President Trump’s handling of the Covid-19 pandemic has been slammed by the mainstream media, with certain networks opting not to air his daily press briefings due to “misinformation.” But polls say the public disagrees.
The Washington Post has been fiercely critical of Trump since long before his election. Yet as the paper described his administration as barrelling “toward calamity” this week, a Washington Post-ABC News poll recorded Trump’s highest ever approval rating, with 48 percent of respondents giving the president the thumbs-up, compared to 46 percent disapproving.
That’s the first time Trump has scored positively on the Post’s poll, but when it comes to his handling of the ongoing pandemic which has killed more than 1,300 Americans thus far, the president’s results are even better. Fifty-one percent approve of his stewardship, while 45 percent don’t.
The results are played out across the board. Polls from Fox News, the Economist, Reuters, Gallup, Emerson and Axios all show positive results for Trump. Gallup’s poll found that 60 percent of Americans support Trump’s response to the crisis, while only 38 percent disapprove. Trump’s handling of the crisis has translated into a record high job approval rating in an average of national polls.
Yet the media tells a different story. President Trump’s daily press briefings are – to quote one NPR station in Seattle – so full of “false or misleading information” that the station will no longer air them.
Staff at CNN and MSNBC have reportedly pleaded with network bosses to drop coverage of the briefings, and the New York Times ran a column on Thursday wondering aloud “should networks cover them?” Individual news personalities have excoriated the president for allegedly spreading baloney. MSNBC’s Rachel Maddow said on her show this week that if Trump “keeps lying…it’s going to cost lives.”
But the public isn’t listening. The same Gallup poll whose respondents rated Trump at 60 percent found that out of all the institutions responding to the pandemic, Americans rated the news media the worst, with only 44 percent of Americans expressing any trust in it. Even Congress, a perennially unpopular institution in these kinds of surveys, scored higher than the media.
Trump’s bump in popularity can possibly be explained by the “wartime president” effect. In times of great crisis, the electorate tends to put partisan politics aside and rally around their leader. At least that’s how the theory goes. No US president has ever lost a re-election bid during wartime, and Trump has certainly attempted to portray the Covid-19 pandemic as a warlike situation. Describing the virus as an “invisible enemy,” Trump told reporters last week that “I view it as a, in a sense, a wartime president.” Whether Trump manages to keep the public on side as the death toll climbs, however, depends on his actions in the coming weeks.
The public’s falling trust in the media is a slightly more difficult trend to explain.
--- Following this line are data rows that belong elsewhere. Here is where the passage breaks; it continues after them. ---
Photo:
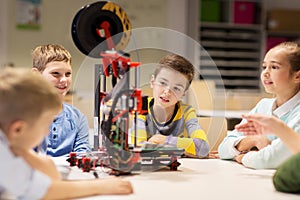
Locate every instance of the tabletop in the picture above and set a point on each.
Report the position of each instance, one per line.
(198, 179)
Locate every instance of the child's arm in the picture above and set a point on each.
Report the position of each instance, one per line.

The public’s confidence in journalism has been falling for the better part of a decade, yet the current crisis seems to have exacerbated the downward trend. For one thing, the general public could be tired of the media crying wolf too many times. Rachel Maddow, for instance, raised concern about Trump’s “misinformation,” yet cable news viewers will remember Maddow’s own spreading of bogus ‘Russiagate’ conspiracies during the first three years of Trump’s presidency.
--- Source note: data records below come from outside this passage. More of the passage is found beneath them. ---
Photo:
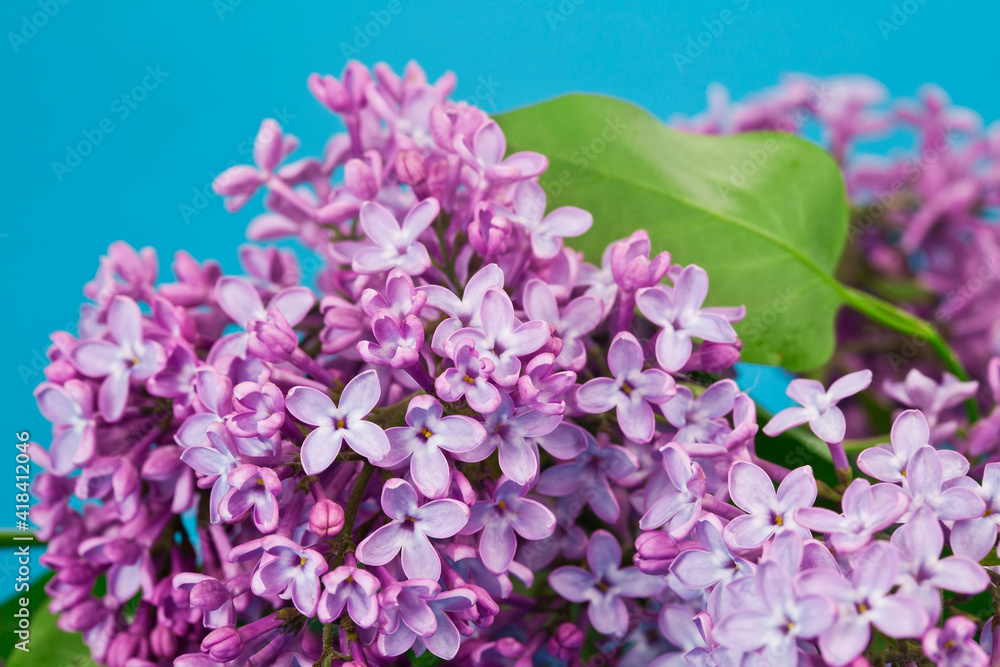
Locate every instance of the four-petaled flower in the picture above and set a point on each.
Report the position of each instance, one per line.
(133, 357)
(410, 530)
(337, 425)
(819, 406)
(424, 440)
(395, 245)
(606, 585)
(768, 513)
(631, 390)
Likewise, the public expects reporters to hold their leaders to account. Given the gravity of the coronavirus situation, the media could be grilling Trump on any number of issues, from his plan to reopen the American economy in a matter of weeks, to the breakdown of the $2 trillion stimulus bill he may sign shortly, to his reluctance to actually enforce the Defense Production Act to manufacture vital medical equipment.
Yet when reporters choose to scold Trump for “racism” instead, the general public learns nothing new.
Trump’s gripes with the media are long-standing. However, the ongoing coronavirus pandemic seems to be winning more and more Americans over to his side.